Here is a grab of what I see:

As for the previous post, here is what it gives.

charles ellertson's picture

Yes but...
Michel, this isn't Unicode's problem. That there are application programs that will not correctly render characters is the problem of those programs, not Unicode. It would be different if NO program could properly render them. Unicode, in the end, is a standard, just like ASCII was.

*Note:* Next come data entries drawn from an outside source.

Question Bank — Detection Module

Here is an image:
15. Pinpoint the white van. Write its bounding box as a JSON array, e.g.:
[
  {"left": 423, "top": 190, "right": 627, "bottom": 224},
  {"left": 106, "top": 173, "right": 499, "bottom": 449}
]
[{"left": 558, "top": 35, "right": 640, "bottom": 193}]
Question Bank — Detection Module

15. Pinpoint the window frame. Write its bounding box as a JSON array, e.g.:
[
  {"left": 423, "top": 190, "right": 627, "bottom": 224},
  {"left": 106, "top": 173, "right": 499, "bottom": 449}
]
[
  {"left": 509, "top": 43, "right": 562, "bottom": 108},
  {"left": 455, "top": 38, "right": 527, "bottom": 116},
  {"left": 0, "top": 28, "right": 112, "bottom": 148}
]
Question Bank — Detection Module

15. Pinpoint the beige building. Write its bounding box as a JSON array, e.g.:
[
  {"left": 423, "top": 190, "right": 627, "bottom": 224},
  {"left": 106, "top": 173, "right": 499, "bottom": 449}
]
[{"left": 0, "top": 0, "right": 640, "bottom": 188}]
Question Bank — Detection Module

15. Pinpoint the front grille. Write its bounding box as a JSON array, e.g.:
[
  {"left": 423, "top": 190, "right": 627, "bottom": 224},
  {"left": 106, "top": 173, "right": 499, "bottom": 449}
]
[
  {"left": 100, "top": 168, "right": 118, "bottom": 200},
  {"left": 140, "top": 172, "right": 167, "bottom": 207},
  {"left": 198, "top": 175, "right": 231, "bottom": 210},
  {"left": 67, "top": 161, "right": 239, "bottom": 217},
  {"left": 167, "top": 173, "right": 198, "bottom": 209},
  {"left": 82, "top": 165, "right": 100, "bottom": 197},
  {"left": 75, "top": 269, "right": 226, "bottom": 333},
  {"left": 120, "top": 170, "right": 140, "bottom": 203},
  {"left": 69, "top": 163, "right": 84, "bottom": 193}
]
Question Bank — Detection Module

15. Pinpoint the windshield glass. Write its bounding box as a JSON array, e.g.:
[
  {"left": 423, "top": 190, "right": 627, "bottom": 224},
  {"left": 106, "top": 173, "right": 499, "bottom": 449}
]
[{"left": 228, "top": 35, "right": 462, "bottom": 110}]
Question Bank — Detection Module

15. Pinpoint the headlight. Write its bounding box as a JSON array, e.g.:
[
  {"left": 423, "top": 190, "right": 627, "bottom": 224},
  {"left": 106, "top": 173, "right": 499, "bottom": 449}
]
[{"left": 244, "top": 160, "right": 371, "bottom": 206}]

I'll allow there may be some confusion with the i. Maybe the answer is there, & I've missed it. Suppose you have an "i" with a macron below, a macron above, and an acute above that. Should the tittle (dot) show? (And isn't that a function of the language, not the Standard?) But given that, should the name used to deconstruct the glyph use, for its base character, the dotless i or the basic i? Or should it vary, depending on what you want the deconstructed text stream to represent? (I've put in spaces to make reading clearer, No spaces in the name when actually used, of course).

That is, be named
uni0069 0331 0304 0301, or
uni0131 0331 0304 0301

Or if the tittle is wanted, should it need to be explicit, i.e.,
uni 0069 0331 0307 0304 0301 or maybe?
uni 0131 0331 0307 0304 0301, where uni 0131 (whatever) 0307 is somehow further deconstructed to uni0069?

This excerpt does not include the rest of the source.